Muhammad Riszky (Guru dan anggota tim sekretariat Jaring Nusa Kawasan Timur Indonesia)
Oleh: Muhammad Riszky (Guru dan anggota tim sekretariat Jaring Nusa Kawasan Timur Indonesia)
FAJAR.CO.ID, OPINI -- Program Makan Bergizi Gratis (MBG) mulai dijalankan pemerintah sejak tahun 2025 telah menjadi salah satu program populer yang merupakan janji kampanye Prabowo-Gibran. Tujuan kebijakan tersebut untuk memastikan siswa mendapat gizi seimbang yang mendukung kesehatan dan masa depan generasi muda.
Terlepas dari tujuan yang baik itu namun tak dapat dipungkiri jika program ini juga tak luput dari berbagai kritik. Mulai dari anggaran yang sangat besar yang mencapai 300 triliun rupiah lebih, banyaknya keracunan makanan.

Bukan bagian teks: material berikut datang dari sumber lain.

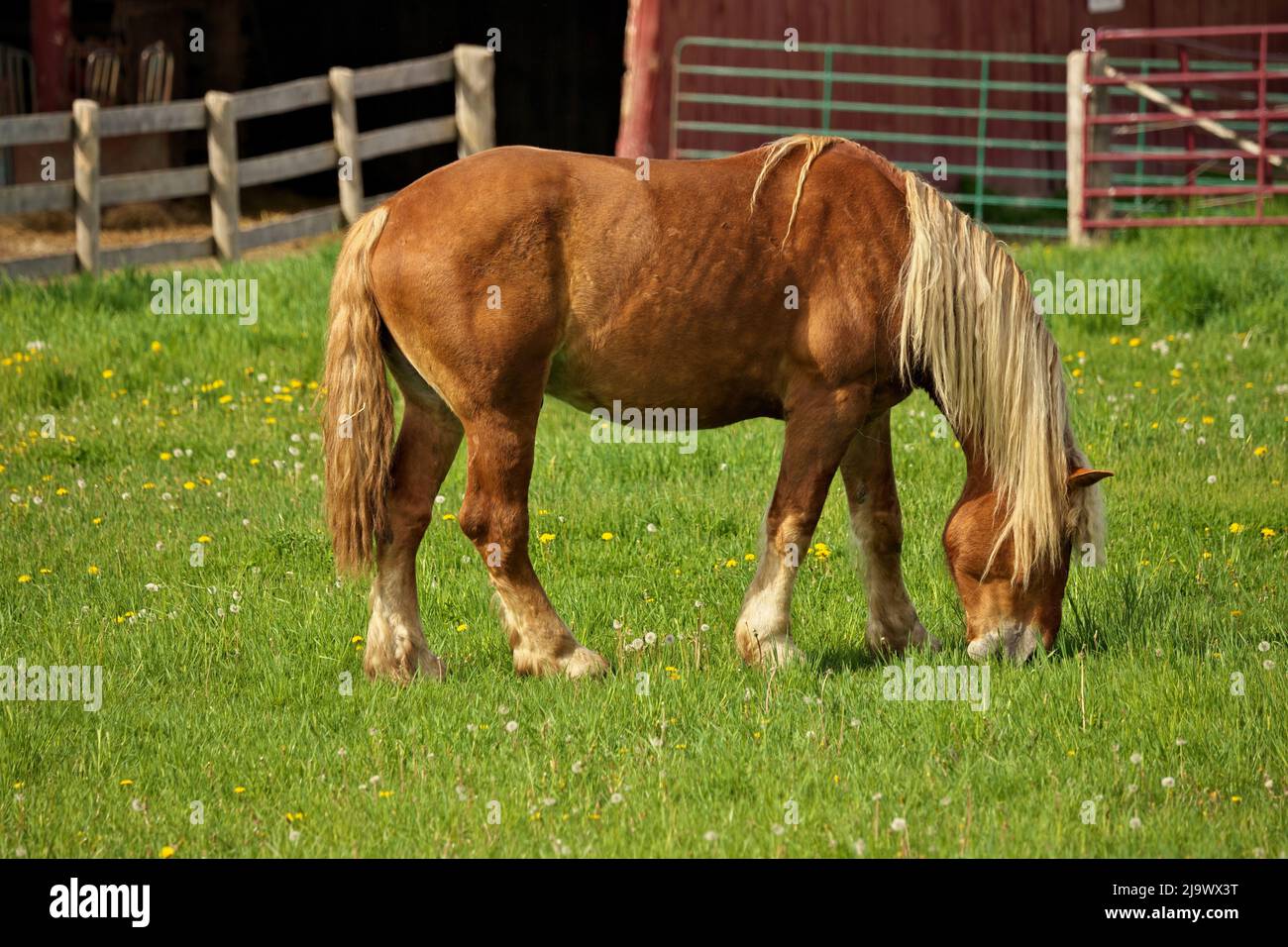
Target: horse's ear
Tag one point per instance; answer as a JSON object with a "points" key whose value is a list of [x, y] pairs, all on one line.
{"points": [[1085, 476]]}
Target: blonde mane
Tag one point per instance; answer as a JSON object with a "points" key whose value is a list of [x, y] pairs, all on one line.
{"points": [[970, 322], [776, 153]]}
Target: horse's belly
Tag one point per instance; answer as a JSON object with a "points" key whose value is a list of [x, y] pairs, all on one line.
{"points": [[674, 384]]}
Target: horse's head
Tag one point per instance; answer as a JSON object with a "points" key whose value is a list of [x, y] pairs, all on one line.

Kemenkes RI dalam rilisnya menyatakan per Oktober 2025 jumlah kasus keracunan makanan MBG sebanyak 11.660 yang terjadi di 25 provinsi.
Namun yang tidak kalah penting untuk diabaikan yakni sampah makanan yang dihasilkan! Indonesia merupakan salah satu negara dengan penghasil sampah terbesar di dunia. Berdasarkan data dari Sistem Informasi Pengelolaan Sampah Nasional (SIPSN), tercatat pada tahun 2024 sekitar 39.36% atau sekitar 27, 3 juta ton dari total volume sampah yang dihasilkan merupakan sampah makanan.

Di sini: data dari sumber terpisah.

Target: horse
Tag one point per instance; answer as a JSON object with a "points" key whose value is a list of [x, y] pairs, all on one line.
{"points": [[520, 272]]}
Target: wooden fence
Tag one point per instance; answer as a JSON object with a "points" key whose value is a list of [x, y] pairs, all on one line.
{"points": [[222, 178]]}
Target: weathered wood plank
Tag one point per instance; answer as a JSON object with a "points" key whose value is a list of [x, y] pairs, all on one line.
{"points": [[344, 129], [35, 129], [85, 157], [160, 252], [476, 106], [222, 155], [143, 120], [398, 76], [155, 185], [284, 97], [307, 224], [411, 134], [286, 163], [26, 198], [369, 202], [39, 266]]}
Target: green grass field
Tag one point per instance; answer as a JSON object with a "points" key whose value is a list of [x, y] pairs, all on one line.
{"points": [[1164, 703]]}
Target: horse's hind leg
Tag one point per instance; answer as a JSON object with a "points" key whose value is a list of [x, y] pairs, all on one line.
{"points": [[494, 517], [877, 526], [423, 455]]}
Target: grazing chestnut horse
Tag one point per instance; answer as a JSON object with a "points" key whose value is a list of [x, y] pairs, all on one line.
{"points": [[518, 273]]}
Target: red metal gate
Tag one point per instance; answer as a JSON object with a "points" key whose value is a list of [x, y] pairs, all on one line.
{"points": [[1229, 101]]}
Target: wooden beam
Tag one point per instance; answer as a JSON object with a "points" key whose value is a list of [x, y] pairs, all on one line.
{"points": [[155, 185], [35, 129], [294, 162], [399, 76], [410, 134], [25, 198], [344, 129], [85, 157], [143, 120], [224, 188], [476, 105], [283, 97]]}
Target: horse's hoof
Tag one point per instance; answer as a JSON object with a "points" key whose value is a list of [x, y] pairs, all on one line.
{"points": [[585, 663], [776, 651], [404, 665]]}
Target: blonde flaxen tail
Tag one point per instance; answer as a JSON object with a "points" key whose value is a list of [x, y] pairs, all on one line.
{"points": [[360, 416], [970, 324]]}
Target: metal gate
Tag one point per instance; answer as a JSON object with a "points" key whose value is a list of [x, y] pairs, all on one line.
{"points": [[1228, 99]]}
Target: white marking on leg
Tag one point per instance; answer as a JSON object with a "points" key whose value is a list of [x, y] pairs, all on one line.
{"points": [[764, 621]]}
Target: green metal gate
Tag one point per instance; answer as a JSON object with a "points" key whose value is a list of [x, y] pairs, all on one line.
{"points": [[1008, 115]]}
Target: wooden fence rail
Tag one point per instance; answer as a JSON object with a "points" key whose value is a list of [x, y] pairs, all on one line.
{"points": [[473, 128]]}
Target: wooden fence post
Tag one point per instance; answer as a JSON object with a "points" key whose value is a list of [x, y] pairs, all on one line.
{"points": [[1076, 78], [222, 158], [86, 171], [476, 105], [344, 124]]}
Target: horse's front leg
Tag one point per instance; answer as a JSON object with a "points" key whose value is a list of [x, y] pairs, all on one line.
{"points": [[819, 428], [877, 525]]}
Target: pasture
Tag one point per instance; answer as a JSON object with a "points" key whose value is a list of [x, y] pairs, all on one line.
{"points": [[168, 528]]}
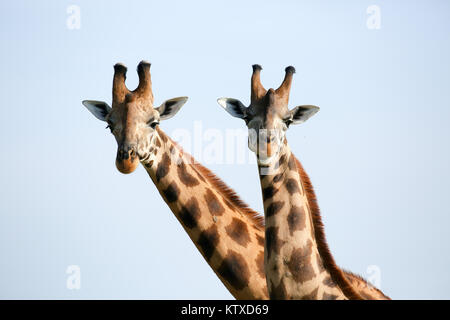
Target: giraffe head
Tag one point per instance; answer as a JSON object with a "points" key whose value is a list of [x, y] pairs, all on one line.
{"points": [[132, 118], [268, 116]]}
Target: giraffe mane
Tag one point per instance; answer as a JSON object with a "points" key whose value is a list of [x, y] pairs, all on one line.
{"points": [[330, 265]]}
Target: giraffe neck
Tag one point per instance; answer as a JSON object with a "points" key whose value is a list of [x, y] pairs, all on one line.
{"points": [[297, 261], [227, 233]]}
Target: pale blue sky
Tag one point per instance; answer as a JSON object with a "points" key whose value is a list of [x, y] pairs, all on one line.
{"points": [[378, 152]]}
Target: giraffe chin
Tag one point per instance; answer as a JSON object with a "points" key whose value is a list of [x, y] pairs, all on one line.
{"points": [[128, 165]]}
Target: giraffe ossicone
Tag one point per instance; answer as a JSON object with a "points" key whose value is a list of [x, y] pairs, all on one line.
{"points": [[298, 263]]}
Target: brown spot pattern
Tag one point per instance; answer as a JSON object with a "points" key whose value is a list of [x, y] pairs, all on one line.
{"points": [[300, 263], [328, 296], [234, 270], [273, 243], [172, 192], [260, 240], [185, 177], [291, 163], [278, 292], [190, 213], [208, 241], [163, 167], [311, 296], [329, 282], [269, 192], [274, 208], [292, 186], [296, 219], [214, 205], [260, 264]]}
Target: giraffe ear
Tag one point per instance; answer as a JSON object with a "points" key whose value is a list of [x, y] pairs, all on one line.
{"points": [[233, 106], [99, 109], [300, 114], [170, 107]]}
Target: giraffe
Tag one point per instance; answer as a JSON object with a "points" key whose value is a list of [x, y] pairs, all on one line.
{"points": [[228, 234], [298, 263]]}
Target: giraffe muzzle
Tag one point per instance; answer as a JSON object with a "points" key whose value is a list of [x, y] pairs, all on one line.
{"points": [[126, 159]]}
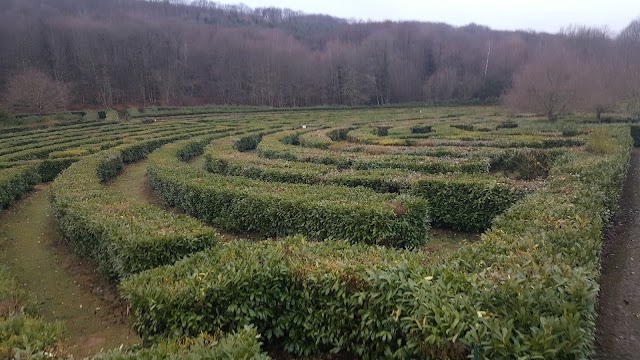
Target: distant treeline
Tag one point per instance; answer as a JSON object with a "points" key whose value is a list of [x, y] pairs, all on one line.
{"points": [[115, 52]]}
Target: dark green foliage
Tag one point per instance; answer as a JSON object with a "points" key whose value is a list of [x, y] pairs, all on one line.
{"points": [[5, 117], [381, 130], [635, 134], [507, 125], [464, 127], [339, 134], [308, 296], [123, 238], [291, 139], [525, 164], [192, 150], [248, 143], [528, 290], [241, 345], [465, 204], [275, 209], [421, 129], [573, 132], [109, 167], [15, 182], [49, 169]]}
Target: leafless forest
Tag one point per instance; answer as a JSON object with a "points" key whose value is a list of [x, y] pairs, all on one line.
{"points": [[109, 53]]}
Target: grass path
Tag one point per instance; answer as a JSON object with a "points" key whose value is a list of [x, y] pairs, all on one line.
{"points": [[618, 334], [61, 285]]}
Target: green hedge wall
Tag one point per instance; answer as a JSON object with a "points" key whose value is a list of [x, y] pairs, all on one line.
{"points": [[527, 290], [462, 201], [635, 134], [123, 238], [15, 182], [241, 345], [276, 209], [465, 204]]}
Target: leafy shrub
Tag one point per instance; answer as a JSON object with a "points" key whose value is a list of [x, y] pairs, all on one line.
{"points": [[635, 134], [463, 127], [5, 117], [124, 238], [276, 209], [525, 164], [528, 290], [291, 139], [339, 134], [49, 169], [15, 182], [465, 204], [109, 167], [600, 142], [421, 129], [272, 148], [573, 132], [507, 125], [241, 345], [248, 143], [381, 130]]}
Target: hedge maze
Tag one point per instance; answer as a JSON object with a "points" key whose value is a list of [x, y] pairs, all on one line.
{"points": [[344, 201]]}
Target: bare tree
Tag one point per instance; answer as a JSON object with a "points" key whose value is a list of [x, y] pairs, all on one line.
{"points": [[546, 85], [33, 91]]}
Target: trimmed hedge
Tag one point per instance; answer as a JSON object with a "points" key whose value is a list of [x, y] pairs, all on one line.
{"points": [[635, 134], [528, 290], [272, 147], [275, 209], [462, 202], [304, 295], [123, 238], [466, 204], [241, 345], [15, 182]]}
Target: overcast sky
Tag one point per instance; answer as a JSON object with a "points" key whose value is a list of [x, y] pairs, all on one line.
{"points": [[539, 15]]}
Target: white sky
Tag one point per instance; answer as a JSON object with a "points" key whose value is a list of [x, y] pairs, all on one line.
{"points": [[538, 15]]}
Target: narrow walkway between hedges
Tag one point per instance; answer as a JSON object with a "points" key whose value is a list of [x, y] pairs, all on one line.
{"points": [[62, 287], [618, 332]]}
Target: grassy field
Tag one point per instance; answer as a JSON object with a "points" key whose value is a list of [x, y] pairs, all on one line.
{"points": [[442, 232]]}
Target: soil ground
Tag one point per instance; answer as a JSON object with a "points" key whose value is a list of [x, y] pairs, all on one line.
{"points": [[618, 334], [62, 286]]}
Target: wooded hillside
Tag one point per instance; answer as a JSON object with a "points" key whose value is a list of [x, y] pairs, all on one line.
{"points": [[131, 52]]}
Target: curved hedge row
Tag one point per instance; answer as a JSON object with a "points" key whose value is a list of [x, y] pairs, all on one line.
{"points": [[241, 345], [276, 209], [528, 290], [15, 182], [273, 147], [123, 238], [463, 202]]}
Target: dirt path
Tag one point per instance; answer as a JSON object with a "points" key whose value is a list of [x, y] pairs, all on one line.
{"points": [[618, 335], [63, 287]]}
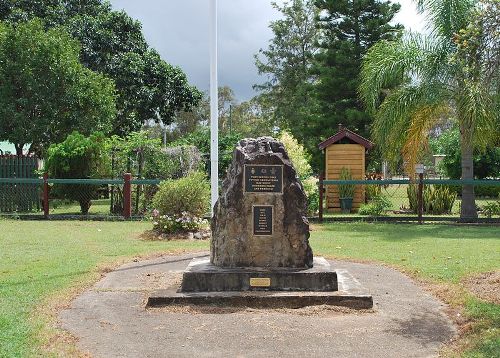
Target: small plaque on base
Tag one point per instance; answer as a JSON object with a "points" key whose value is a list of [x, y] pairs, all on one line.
{"points": [[260, 282]]}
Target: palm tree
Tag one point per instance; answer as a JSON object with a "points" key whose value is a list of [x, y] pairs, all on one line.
{"points": [[439, 74]]}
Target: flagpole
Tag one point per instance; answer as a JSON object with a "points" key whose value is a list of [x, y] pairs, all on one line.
{"points": [[214, 115]]}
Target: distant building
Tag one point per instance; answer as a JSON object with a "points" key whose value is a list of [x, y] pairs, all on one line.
{"points": [[7, 148]]}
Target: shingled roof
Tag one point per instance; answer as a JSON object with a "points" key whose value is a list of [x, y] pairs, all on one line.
{"points": [[346, 133]]}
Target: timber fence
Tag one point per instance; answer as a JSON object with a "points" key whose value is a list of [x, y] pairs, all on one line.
{"points": [[129, 198]]}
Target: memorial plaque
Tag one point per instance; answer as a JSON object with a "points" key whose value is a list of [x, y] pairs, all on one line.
{"points": [[263, 178], [260, 282], [263, 220]]}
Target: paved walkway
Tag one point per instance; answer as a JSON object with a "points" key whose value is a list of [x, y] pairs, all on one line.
{"points": [[110, 320]]}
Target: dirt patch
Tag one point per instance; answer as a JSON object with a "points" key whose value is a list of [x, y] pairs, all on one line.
{"points": [[152, 235], [304, 311], [485, 286]]}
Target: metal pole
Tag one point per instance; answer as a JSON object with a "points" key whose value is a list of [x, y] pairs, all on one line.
{"points": [[420, 197], [214, 115]]}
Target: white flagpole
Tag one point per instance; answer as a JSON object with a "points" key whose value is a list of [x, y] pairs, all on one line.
{"points": [[214, 115]]}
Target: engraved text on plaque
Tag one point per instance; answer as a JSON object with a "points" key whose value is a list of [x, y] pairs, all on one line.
{"points": [[263, 178]]}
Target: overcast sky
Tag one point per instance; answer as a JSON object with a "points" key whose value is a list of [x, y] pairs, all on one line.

Belum lagi data yang dirilis oleh BAPPENAS mengungkap jika sebanyak 184 kg per orang dalam setahun makanan konsumsi yang terbuang. Angkat tersebut jika mengacu dari Waste4Change setara 1,73 gigaton CO2 atau 7% dari total emisi Gas Rumah Kaca (GRK) di Indonesia dalam setahun.

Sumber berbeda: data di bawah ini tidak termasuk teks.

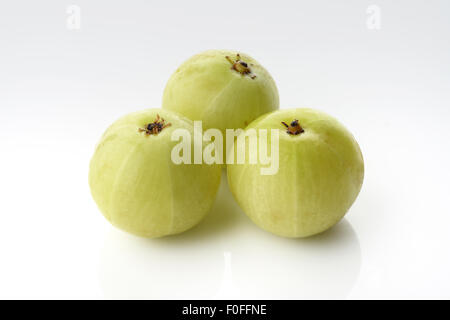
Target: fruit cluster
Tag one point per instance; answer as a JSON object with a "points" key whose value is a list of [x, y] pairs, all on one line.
{"points": [[141, 190]]}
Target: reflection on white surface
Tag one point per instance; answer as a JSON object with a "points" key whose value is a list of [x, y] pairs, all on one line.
{"points": [[228, 257]]}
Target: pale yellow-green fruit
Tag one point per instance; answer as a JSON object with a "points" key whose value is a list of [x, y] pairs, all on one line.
{"points": [[206, 88], [138, 187], [320, 174]]}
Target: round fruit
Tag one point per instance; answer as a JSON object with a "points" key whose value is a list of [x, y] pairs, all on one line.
{"points": [[320, 174], [137, 186], [224, 89]]}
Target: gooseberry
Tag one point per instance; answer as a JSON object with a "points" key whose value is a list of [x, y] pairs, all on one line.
{"points": [[224, 89], [320, 174], [138, 187]]}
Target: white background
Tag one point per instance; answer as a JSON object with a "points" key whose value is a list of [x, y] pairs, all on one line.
{"points": [[60, 89]]}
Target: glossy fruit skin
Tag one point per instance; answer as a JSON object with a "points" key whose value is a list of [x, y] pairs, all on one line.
{"points": [[136, 185], [206, 88], [320, 174]]}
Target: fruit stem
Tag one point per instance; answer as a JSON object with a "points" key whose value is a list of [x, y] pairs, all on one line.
{"points": [[294, 128], [240, 66], [155, 127]]}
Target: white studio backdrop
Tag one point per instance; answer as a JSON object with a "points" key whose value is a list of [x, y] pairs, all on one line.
{"points": [[68, 70]]}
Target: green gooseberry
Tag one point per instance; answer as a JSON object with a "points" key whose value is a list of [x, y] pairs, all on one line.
{"points": [[320, 174], [138, 187]]}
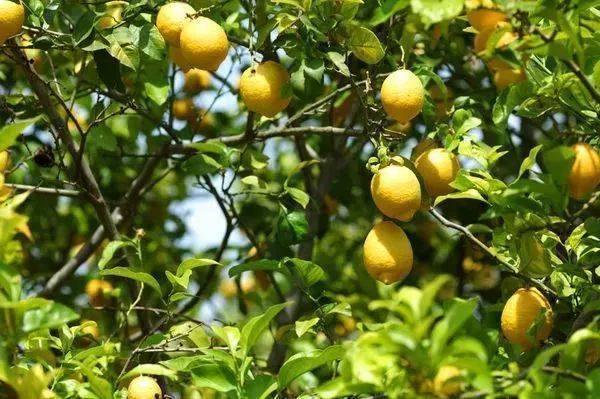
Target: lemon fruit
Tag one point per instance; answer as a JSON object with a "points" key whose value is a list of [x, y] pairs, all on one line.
{"points": [[196, 80], [520, 312], [178, 59], [143, 387], [585, 172], [438, 167], [4, 160], [504, 78], [170, 20], [112, 17], [446, 381], [12, 16], [482, 38], [97, 291], [262, 86], [203, 43], [402, 95], [483, 18], [184, 109], [396, 192], [387, 253], [424, 145]]}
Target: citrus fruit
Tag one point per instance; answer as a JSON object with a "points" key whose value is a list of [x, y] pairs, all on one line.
{"points": [[143, 387], [438, 167], [519, 314], [203, 43], [170, 20], [12, 16], [396, 192], [387, 253], [262, 88], [402, 95], [585, 172]]}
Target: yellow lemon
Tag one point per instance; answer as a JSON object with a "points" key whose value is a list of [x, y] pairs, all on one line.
{"points": [[482, 19], [387, 253], [4, 160], [178, 59], [184, 109], [585, 172], [520, 312], [12, 16], [170, 20], [196, 80], [96, 290], [402, 95], [396, 192], [143, 387], [445, 382], [204, 43], [262, 86], [482, 38], [91, 329], [506, 77], [424, 145], [111, 17], [438, 167]]}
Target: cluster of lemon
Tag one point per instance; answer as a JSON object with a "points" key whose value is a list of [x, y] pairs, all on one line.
{"points": [[396, 189], [198, 44], [490, 22]]}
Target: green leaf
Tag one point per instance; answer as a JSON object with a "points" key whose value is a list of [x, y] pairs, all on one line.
{"points": [[365, 45], [10, 132], [109, 252], [255, 326], [454, 318], [302, 363], [214, 376], [469, 194], [133, 274], [150, 369], [530, 160], [299, 196], [50, 316], [434, 11], [340, 63]]}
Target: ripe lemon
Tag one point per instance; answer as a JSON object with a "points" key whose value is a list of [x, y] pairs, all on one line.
{"points": [[143, 387], [506, 77], [184, 109], [4, 160], [203, 43], [519, 314], [112, 16], [438, 167], [424, 145], [585, 172], [196, 80], [261, 88], [170, 20], [178, 59], [482, 19], [482, 38], [12, 16], [96, 291], [387, 253], [396, 192], [445, 382], [402, 95]]}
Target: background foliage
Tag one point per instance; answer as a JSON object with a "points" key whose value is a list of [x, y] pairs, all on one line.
{"points": [[297, 316]]}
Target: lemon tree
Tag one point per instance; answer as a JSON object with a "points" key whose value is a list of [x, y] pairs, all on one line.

Program MBG yang tujuannya baik ini bisa jadi akan menambah beban emisi dan timbulan sampah makanan yang berakhir di TPA di berbagai daerah di Indonesia. Sehingga penting bagi guru di sekolah untuk memberikan literasi iklim dan meningkatkan kesadaran lingkungan bagi siswa.